Cause Celeb
- Author: Helen Fielding
- Language: English
- Genre: Comedy novel, Chick lit
- Publication date: 1994 novel
- Publication place: United Kingdom
- Media type: Print (Hardback & Paperback)
- ISBN: 0-330-41225-6
- OCLC: 50495362

= Cause Celeb =

Novel by Helen Fielding

Cause Celeb is the debut novel of Helen Fielding, later known for her creation of the character Bridget Jones. The novel is about a few years in the life of Rosie Richardson, who decides to go to Africa after she breaks up with her boyfriend, Oliver Marchant, a TV presenter. But after four years working in Nambula, a fictional country in Northern Africa, there is a famine coming and Rosie turns back to Oliver and his famous friends to get the food they desperately need.

==Plot summary==

Rosie Richardson works in marketing at a publisher, when she starts dating Oliver Merchant, and falls in love with him. Oliver is the host of the TV show called SoftFocus where they tackle mostly cultural and political topics. Their relationship is formed by his erratic behaviour, like one day telling her he loves her and then not calling for days.

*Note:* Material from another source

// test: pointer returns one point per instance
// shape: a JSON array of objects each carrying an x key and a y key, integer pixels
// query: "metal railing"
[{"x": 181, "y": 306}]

When Rosie has to go to Nambula on a business trip, the poverty and general environment shock her into the realisation that she wants to spend her life doing something meaningful. So she breaks up with Oliver and leaves to go to Nambula and work at a refugee camp, organised by Sustain.

Four years later, she is running the camp and feels attracted to a new doctor, Robert O'Rourke. Unfortunately, rumours about a locust invasion spread and about the shipping of food that will be late.

So Rosie decides that she has to take matters into her own hands. She flies back to England and gets in touch with Oliver and his circle of famous friends to raise funds. After some convincing, the stars and Rosie fly to Nambula for a one-hour fundraising show.
In the meantime, Oliver attempts reuniting with Rosie, who refuses him.

After they handle some catastrophes, the show airs and is a full success. Food is delivered, the stars fly back and Rosie gets together with O'Rourke.